Pondering a Raise

October 1, 2008

My physician assistant (PA), joined my practice right out of school. She has performed above expectations and has been a joy to have in the practice. The first year of employment, she was getting a straight salary and worked a four-and-a-half day work week, plus a half-day one Saturday per month. For her second year of employment, I was planning on giving her a raise and keeping her on a straight salary. However, she just told me she would prefer to only work four days a week. In your opinion, how should this affect her salary for the second year? Should she still get all the benefits of a full-time employee? What do you think her salary should be now?

Question: My physician assistant (PA), joined my practice right out of school. She has performed above expectations and has been a joy to have in the practice.
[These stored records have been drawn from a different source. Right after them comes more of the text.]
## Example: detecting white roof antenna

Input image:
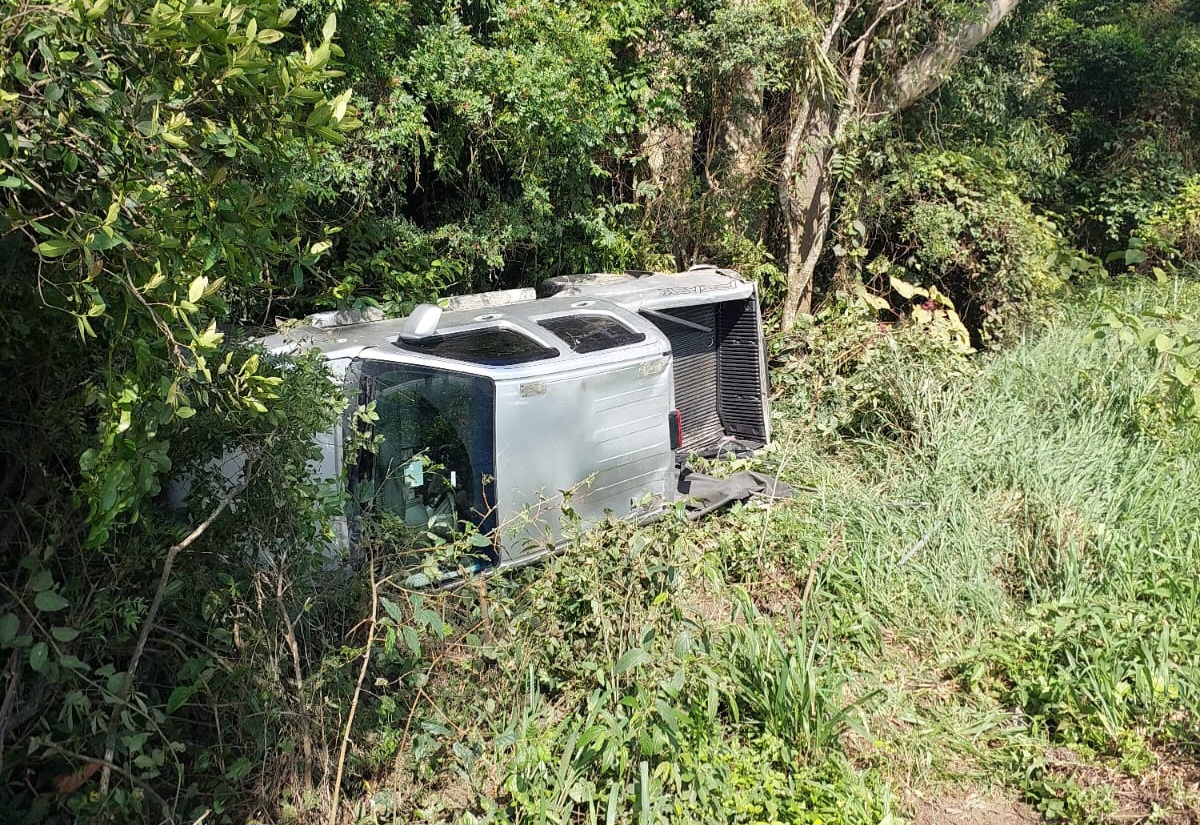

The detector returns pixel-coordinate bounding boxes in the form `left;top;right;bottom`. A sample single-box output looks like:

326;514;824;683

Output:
400;303;442;343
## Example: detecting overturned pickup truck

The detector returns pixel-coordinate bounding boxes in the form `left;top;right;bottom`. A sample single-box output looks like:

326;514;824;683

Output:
263;266;770;567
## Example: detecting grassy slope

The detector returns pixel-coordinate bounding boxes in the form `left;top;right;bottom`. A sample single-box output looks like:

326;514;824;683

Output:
338;280;1200;823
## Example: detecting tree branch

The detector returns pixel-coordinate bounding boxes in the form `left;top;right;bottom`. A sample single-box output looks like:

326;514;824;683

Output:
100;479;248;794
871;0;1020;112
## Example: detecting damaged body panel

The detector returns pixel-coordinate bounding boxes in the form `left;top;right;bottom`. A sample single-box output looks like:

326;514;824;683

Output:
263;267;769;567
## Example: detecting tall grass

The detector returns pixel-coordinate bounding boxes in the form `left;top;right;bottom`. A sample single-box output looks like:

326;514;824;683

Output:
777;282;1200;751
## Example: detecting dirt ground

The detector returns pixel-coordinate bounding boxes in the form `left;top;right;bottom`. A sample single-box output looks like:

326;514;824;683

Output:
912;793;1042;825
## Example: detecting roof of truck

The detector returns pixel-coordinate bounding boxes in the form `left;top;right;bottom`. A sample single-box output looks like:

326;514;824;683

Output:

The first year of employment, she was getting a straight salary and worked a four-and-a-half day work week, plus a half-day one Saturday per month.

For her second year of employment, I was planning on giving her a raise and keeping her on a straight salary. However, she just told me she would prefer to only work four days a week. In your opinion, how should this affect her salary for the second year? Should she still get all the benefits of a full-time employee? What do you think her salary should be now?

Answer: My gut response is that you should offer to retain her benefits (this is good will and a good retention strategy), but either drop her salary or not offer a raise.

She wants to drop the half-day out of her week plus the Saturdays, which is about a 13 percent cut, so it would make sense for her salary to drop by the same amount. However, if that’s about the amount you had in mind for a raise you can just keep her pay the same or peg it somewhere in the middle.

I’d just share all this thinking with her so she sees you are trying to help her out and has a sense of where you are coming from. Be prepared to negotiate.